# Questions for the ladies



## NightEagle1981 (Feb 18, 2011)

So I've been ranting that facebook has put some kinks in our chains and I wanted to ask the ladies there 411 on this. If you were having major problems with your husband would you delete him off your friends list and list your status as single? Would you create a 2nd account in your maiden name and call yourself single? Just curious because my W did this to me and I don't know how to look at it.


----------



## mesingle?! (Mar 21, 2011)

major as in separated? If separated then Yes I would...and did.
If just fighting a lot and having a rough patch, Id say thats being pretty extreme and taking it a bit too far


----------



## Crankshaw (Jan 12, 2011)

me said:


> major as in separated? If separated then Yes I would...and did.
> If just fighting a lot and having a rough patch, Id say thats being pretty extreme and taking it a bit too far


If you have FB, and are interested, we have just started (ok, babyheart started it) a FB group called TAMed, contact Babyheart and she can hook you in with us on FB and let you know who is who (coz I am having trouble remembering !)

Where are you from ? (helps with the huge timezone differences!)


----------



## Babyheart (Feb 9, 2011)

Major problems, no I wouldn't do that. If you are separated & the marriage is done, then it is another story.


----------



## NightEagle1981 (Feb 18, 2011)

Well I'm not living there right now and were not legally separated. People tell me that she is just acting out. She did this before with (Myspace) from what I gather doing something like this is childish acting out.


----------



## surfergirl (Jan 27, 2011)

If you are in the midst of doing a controlled separation, where you live apart but both continue to work on the marriage together - then her doing any of that is not acceptable. 

But if you are just separated, where you or she has left the house and the marriage then I suppose what she does is her business and you have to try deal with that.


----------



## ladyybyrd (Jan 4, 2011)

I have 2 face book accounts. One with my married name and one with my maiden name, but they both state that I am married. I would never delete my husband as a friend or change to single status. And the only reason I do have 2 Facebook accounts is because I am a farm ville addict.


----------



## NightEagle1981 (Feb 18, 2011)

Well it weird that she's adding other mutual friends. To me this is stupid just stupid. But I don't know if it's the "new" her and if she will delete the old one.


----------



## MGirl (Mar 13, 2011)

I have a disturbing amount of friends who regularly change their status between married and single. One day they're listed as married, then they post that they had a fight with their husband and list themselves as single. The next week, they're listed as married again! 
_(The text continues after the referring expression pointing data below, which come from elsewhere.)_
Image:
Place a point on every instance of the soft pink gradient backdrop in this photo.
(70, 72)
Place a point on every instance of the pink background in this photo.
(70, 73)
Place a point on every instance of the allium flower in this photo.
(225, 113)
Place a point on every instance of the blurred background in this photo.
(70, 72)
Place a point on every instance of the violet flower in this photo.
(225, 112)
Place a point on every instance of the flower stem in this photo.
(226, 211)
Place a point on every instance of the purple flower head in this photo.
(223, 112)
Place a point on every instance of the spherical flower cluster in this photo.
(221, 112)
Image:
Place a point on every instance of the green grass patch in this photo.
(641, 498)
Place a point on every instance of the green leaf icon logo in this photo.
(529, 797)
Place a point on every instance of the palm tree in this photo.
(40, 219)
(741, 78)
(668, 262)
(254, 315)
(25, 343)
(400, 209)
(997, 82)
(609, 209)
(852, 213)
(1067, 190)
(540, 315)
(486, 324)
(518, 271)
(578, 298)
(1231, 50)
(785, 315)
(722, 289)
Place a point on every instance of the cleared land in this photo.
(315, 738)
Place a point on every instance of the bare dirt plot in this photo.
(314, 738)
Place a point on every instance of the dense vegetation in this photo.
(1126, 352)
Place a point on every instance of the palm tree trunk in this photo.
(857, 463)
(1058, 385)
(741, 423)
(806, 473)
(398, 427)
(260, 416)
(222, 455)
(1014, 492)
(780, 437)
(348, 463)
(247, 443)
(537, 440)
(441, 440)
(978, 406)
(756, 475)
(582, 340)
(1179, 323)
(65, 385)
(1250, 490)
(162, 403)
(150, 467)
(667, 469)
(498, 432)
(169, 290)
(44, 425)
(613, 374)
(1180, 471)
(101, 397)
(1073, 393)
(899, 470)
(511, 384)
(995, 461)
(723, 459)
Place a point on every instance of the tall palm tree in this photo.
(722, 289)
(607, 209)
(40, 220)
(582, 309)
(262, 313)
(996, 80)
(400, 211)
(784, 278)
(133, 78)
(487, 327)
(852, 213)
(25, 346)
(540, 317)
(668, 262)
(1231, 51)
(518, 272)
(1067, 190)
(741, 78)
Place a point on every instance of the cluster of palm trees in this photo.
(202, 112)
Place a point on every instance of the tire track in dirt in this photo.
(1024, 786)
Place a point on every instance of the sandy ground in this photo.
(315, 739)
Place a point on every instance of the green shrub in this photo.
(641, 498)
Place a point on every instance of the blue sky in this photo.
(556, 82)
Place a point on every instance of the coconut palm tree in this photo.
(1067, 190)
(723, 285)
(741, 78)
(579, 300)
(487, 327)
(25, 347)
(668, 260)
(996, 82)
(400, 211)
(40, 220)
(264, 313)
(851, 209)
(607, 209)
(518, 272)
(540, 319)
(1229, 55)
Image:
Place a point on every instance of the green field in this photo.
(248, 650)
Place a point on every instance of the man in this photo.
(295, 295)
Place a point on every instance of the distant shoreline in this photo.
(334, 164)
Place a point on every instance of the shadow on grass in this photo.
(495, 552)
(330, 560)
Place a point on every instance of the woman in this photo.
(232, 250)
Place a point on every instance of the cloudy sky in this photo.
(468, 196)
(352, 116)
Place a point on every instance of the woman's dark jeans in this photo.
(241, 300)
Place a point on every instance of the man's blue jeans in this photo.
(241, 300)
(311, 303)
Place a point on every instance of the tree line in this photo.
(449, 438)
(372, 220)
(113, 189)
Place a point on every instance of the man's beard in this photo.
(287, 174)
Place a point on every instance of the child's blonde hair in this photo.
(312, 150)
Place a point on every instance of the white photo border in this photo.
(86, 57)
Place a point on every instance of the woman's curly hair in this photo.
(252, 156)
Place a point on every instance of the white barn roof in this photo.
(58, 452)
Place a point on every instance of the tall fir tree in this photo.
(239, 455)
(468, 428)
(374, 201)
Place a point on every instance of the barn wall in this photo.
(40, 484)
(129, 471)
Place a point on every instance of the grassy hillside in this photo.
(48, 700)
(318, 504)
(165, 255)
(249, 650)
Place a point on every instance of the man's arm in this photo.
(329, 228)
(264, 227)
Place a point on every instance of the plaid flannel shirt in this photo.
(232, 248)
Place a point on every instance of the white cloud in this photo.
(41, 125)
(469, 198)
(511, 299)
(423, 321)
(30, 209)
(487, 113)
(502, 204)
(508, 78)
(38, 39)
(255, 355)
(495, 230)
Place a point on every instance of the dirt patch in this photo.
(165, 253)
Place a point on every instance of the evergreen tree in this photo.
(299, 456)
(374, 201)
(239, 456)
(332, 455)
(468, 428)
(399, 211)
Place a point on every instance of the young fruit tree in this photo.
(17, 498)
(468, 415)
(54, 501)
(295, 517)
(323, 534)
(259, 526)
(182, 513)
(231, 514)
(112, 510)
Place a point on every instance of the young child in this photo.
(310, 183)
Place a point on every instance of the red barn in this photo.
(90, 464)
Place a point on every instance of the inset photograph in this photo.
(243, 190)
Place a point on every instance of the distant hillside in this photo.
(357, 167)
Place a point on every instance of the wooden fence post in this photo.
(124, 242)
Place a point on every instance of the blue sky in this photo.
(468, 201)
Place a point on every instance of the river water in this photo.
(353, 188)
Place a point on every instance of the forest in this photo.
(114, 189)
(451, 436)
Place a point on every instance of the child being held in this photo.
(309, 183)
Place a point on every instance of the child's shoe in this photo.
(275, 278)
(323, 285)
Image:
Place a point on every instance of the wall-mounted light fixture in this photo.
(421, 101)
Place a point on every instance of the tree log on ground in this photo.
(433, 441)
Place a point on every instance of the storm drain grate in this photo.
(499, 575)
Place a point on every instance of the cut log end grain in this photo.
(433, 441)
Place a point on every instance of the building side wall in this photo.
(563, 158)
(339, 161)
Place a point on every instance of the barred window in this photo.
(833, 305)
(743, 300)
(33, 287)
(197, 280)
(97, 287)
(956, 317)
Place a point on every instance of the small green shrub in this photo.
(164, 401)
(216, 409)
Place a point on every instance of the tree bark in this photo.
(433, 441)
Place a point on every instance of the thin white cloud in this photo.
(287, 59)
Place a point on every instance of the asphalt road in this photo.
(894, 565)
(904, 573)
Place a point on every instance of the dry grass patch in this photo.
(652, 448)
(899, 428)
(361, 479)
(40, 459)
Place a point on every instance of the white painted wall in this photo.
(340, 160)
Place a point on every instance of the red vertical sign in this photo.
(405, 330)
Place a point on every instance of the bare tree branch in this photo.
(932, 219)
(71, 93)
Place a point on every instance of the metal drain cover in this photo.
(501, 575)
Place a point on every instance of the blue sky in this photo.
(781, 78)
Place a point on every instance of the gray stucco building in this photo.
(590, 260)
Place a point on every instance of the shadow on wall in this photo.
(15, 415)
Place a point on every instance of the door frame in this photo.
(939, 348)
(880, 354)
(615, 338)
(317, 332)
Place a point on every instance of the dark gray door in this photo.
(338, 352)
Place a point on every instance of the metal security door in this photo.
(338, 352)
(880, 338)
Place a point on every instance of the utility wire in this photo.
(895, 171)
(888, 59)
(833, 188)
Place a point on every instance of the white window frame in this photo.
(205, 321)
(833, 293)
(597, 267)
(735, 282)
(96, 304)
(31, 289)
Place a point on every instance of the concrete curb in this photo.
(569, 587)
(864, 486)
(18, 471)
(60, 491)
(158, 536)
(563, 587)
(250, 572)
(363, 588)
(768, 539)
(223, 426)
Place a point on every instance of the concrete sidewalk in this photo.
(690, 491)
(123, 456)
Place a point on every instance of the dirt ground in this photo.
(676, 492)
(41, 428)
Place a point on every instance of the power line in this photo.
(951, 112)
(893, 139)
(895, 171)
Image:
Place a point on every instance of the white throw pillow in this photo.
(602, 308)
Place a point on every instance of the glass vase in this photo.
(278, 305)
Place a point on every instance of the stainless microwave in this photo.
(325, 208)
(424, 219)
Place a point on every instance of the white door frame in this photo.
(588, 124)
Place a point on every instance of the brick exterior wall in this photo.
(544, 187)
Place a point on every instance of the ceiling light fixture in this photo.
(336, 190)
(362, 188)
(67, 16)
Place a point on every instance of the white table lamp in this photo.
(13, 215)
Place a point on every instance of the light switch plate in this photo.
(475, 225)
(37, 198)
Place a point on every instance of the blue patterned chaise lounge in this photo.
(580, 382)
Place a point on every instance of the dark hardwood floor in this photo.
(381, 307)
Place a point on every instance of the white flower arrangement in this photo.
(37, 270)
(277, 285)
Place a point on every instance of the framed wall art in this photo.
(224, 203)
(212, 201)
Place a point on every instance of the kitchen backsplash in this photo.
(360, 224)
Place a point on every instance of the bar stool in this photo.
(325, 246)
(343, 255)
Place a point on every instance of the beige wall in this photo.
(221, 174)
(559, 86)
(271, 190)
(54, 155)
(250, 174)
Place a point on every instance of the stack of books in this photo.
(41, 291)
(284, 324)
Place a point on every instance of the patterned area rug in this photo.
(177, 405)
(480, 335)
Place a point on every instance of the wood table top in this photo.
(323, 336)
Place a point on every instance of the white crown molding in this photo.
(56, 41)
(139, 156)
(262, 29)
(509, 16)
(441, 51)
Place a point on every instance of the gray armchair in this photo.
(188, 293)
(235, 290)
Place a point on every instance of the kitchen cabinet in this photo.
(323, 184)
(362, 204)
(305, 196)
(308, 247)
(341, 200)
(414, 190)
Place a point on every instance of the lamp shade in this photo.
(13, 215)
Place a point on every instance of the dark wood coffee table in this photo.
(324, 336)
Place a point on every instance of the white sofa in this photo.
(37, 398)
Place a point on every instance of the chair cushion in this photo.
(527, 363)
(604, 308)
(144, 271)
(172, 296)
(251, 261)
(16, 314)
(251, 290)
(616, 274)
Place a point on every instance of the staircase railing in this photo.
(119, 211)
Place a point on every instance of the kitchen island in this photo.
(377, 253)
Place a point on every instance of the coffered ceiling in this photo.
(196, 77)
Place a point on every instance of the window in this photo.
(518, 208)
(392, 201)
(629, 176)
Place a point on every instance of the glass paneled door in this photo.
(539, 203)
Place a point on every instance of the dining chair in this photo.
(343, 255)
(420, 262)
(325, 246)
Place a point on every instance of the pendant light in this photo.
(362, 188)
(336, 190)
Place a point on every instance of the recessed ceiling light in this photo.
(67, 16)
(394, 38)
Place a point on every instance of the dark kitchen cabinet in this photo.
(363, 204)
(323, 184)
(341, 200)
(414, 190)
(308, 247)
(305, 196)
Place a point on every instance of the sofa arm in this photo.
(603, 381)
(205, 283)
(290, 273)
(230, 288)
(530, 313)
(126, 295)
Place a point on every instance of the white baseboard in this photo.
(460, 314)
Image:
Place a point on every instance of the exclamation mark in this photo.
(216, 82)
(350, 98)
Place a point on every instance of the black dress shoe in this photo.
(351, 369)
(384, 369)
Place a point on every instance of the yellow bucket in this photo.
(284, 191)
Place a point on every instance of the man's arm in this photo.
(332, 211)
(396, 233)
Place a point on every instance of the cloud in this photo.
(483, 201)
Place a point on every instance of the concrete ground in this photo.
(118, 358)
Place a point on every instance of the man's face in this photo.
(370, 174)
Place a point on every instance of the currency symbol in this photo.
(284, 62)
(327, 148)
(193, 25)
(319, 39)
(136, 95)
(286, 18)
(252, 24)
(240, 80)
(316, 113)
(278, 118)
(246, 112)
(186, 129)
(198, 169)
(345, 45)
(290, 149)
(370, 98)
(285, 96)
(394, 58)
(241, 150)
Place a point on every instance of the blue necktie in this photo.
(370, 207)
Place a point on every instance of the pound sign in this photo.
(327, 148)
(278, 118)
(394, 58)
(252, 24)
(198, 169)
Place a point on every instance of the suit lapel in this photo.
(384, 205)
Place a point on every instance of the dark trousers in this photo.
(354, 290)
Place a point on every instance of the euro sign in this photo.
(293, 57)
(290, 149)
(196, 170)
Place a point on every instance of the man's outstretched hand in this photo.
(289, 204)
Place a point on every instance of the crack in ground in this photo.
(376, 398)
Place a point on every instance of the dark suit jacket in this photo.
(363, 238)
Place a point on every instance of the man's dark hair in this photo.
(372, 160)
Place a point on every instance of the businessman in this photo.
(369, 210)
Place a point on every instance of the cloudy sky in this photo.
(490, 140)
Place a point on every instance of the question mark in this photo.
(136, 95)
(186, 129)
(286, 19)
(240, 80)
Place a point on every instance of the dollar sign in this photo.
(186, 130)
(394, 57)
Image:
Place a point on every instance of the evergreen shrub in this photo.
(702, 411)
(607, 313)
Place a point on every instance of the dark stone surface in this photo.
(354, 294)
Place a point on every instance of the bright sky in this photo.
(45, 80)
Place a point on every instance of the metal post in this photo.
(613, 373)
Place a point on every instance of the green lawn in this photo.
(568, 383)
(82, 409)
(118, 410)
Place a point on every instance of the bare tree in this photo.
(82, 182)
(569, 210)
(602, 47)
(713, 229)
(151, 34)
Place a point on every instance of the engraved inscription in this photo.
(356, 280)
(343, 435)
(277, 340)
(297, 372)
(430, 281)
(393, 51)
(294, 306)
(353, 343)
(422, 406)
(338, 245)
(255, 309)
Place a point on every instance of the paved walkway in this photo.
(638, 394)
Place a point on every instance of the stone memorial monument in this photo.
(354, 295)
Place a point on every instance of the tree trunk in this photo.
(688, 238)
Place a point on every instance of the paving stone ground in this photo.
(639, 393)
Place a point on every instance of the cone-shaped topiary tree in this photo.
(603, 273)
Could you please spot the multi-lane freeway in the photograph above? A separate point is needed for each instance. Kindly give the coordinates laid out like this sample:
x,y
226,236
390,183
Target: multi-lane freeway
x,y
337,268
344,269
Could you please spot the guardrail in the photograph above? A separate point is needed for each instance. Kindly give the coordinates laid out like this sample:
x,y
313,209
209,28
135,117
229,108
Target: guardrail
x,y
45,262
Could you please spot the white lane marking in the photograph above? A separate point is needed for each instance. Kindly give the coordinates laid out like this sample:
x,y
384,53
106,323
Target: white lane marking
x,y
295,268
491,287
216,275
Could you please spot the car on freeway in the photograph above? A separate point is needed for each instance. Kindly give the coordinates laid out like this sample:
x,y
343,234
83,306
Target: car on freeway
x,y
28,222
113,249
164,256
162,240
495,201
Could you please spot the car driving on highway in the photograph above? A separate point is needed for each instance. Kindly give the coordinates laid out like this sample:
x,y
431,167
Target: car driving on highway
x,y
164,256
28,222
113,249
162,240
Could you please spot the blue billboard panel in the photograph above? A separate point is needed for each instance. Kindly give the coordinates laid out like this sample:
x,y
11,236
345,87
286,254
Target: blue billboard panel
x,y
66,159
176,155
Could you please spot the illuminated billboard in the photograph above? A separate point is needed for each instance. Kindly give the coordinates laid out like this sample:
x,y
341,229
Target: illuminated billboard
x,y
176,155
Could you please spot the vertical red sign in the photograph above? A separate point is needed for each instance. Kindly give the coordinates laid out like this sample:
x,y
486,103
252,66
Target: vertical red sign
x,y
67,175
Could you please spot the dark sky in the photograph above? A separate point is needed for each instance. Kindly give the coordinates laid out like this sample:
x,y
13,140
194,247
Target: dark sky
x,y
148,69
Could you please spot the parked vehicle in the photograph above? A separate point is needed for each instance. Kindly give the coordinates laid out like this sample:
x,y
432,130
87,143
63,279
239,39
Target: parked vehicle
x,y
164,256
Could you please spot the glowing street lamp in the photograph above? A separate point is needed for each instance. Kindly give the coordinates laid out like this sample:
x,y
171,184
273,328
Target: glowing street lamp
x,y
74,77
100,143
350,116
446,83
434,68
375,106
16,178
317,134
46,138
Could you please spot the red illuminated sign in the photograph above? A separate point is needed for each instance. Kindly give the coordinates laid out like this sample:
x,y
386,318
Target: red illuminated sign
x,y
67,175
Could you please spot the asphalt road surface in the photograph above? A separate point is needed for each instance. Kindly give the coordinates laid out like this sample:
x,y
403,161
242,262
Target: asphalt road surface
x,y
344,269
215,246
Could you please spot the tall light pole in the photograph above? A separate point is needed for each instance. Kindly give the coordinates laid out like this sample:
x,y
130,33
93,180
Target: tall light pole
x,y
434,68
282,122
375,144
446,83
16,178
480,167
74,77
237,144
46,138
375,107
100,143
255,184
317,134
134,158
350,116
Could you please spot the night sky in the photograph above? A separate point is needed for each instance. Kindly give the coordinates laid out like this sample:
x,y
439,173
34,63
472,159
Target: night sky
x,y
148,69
I personally think it's crazy and wouldn't change my married status unless I were officially separated from my spouse(which won't happen anyway ) These women are fickle creatures...


----------



## janesmith (Nov 29, 2010)

NightEagle1981 said:


> So I've been ranting that facebook has put some kinks in our chains and I wanted to ask the ladies there 411 on this. If you were having major problems with your husband would you delete him off your friends list and list your status as single? Would you create a 2nd account in your maiden name and call yourself single? Just curious because my W did this to me and I don't know how to look at it.


My first emotional reaction was "omg wouldnt do that, who does that", but Im thinking I dont know what your problems were to drve your wife to such extreme behavior.


----------



## NightEagle1981 (Feb 18, 2011)

For me Facebook is stupid. I've only been on there so much latley is for friend support. It's drama city and trouble. I wish they would have never invented these stupid social networking sites really.


----------



## mesingle?! (Mar 21, 2011)

Crankshaw said:


> If you have FB, and are interested, we have just started (ok, babyheart started it) a FB group called TAMed, contact Babyheart and she can hook you in with us on FB and let you know who is who (coz I am having trouble remembering !)
> 
> Where are you from ? (helps with the huge timezone differences!)




Sure

Im from Buffalo, New York USA


----------